Sarah Walker: What about me? Chuck Bartowski: [chuckles] You're really going to make me say it. [Sarah smiles] Chuck Bartowski: Wow, okay. Fine. All right we'll play it your way... A girl like you, or more appropriately, a *woman* like you. Considering the fact that you could probably kick the ass of everyone in this joint. And a smart one too. Not to mention, cool... and extremely beautiful. And - and - you can stop me any time with the compliments if they're becoming... you know... Sarah Walker: No, that's very... sweet. Chuck Bartowski: "Sweet?" Golly gee, thanks for making me feel like I'm 8. Sarah Walker: [slight chuckle] You're not so bad yourself. Chuck Bartowski: [sarcastically] Please. I'm fantastic. Sarah Walker: [seriously] Yeah. You are.
Chuck Bartowski: [mimicking Casey's voice] Well thanks for saving my life today, Chuck. Chuck Bartowski: Any time, Casey. Yeah, you know what you're my friend. Chuck Bartowski: [mimicking Casey's voice] Yeah you're my friend too. Chuck Bartowski: That's really kind of you, Casey. Have a good night. John Casey: [seriously] Thank you. [closes door]
Sarah Walker: Okay, fine, I'll answer one question about my past. You've earned that much. Chuck Bartowski: ...No thanks. I don't need to know more about who you were. 'Cause as much as you don't think so, I know who you are: a girl I'd like to share a cheeseburger with. Should I get a knife? I'll get a knife. Sarah Walker: That won't be necessary. [Sarah rolls up one of her pant legs, pulls out a knife and gives it to Chuck] Chuck Bartowski: That's... awesome! And a little disturbing.
Chuck Bartowski: You want to go on a date with me some time? I mean a date without aliases, and spy gear, and no mission. Sarah Walker: Like a *real* date? Chuck Bartowski: Yeah. Sarah Walker: Chuck, [clears throat checks to make sure no one is listening] Sarah Walker: I'm still a CIA agent. And there are a hundred reasons why I shouldn't do that. Chuck Bartowski: What do you have to lose? In a week, you're going to be undercover somewhere in some place like Jakarta, in a knife fight with some evil doer and in that exact moment you're going to wish you would have spent one night of fun with me. Sarah Walker: ...Okay.
Chuck Bartowski: I have very sensitive sinuses. John Casey: Well 9mm of hot lead should clear that right out! Did you really think you could run away from me? Let's go!
Chuck Bartowski: Look, what if I surrender and you run. I mean I'm going into a cell anyway. What's the difference? Sarah Walker: Torture. Chuck Bartowski: Okay, no surrender.
Chuck Bartowski: Oh God, someone shoot me now. Ted Roark: I can help you with that, Chuck.

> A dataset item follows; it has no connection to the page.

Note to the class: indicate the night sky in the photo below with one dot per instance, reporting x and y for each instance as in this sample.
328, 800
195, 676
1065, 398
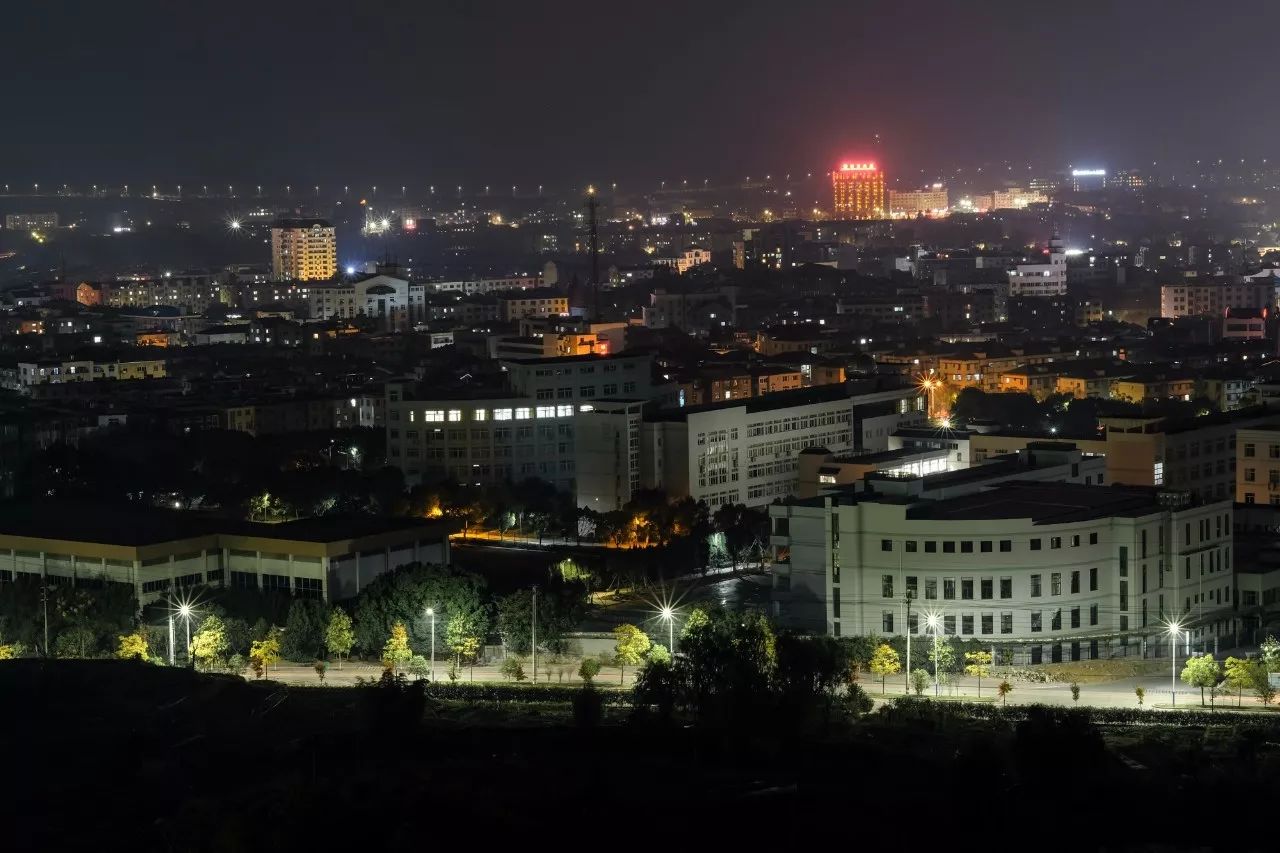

A real shotgun wedding. Just think. That terrible pun is the last thing you'll ever hear.
Chuck Bartowski: [seeing General Beckman on the TV] Wow, that new high-def screen sure shows every wrinkle. John Casey: They can hear you. Chuck Bartowski: What? Twinkle! Every twinkle... in her eye... eyes...
Chuck Bartowski: [pointing a gun at Casey] I know what I'm doing. John Casey: You have no idea. You're entering a world of pain, Chuck. Chuck Bartowski: I want this Intersect out of my head. Are you going to help me or not? John Casey: You gotta be... is that a tranq gun? You don't even have the common courtesy to threaten me with an actual firearm!
Chuck Bartowski: Casey, I'm handcuffed. John Casey: Relax, handcuffs are a cinch. Chuck Bartowski: Really? John Casey: Yeah, there's a bone in your thumb. Tiny bone. Real easy to break. What you're gonna wanna do is apply torsional pressure until it snaps. Chuck Bartowski: I'm not going to break my bone! John Casey: Well in that case, you are screwed!
John Casey: Sure thing, Chuck. I'll just call all the criminals and rogue spies and let them know to hold on a second because Chuck Bartowski needs to sort out his lady feelings.
John Casey: [after discovering that Devon has broken into his apartment] I hate this whole family.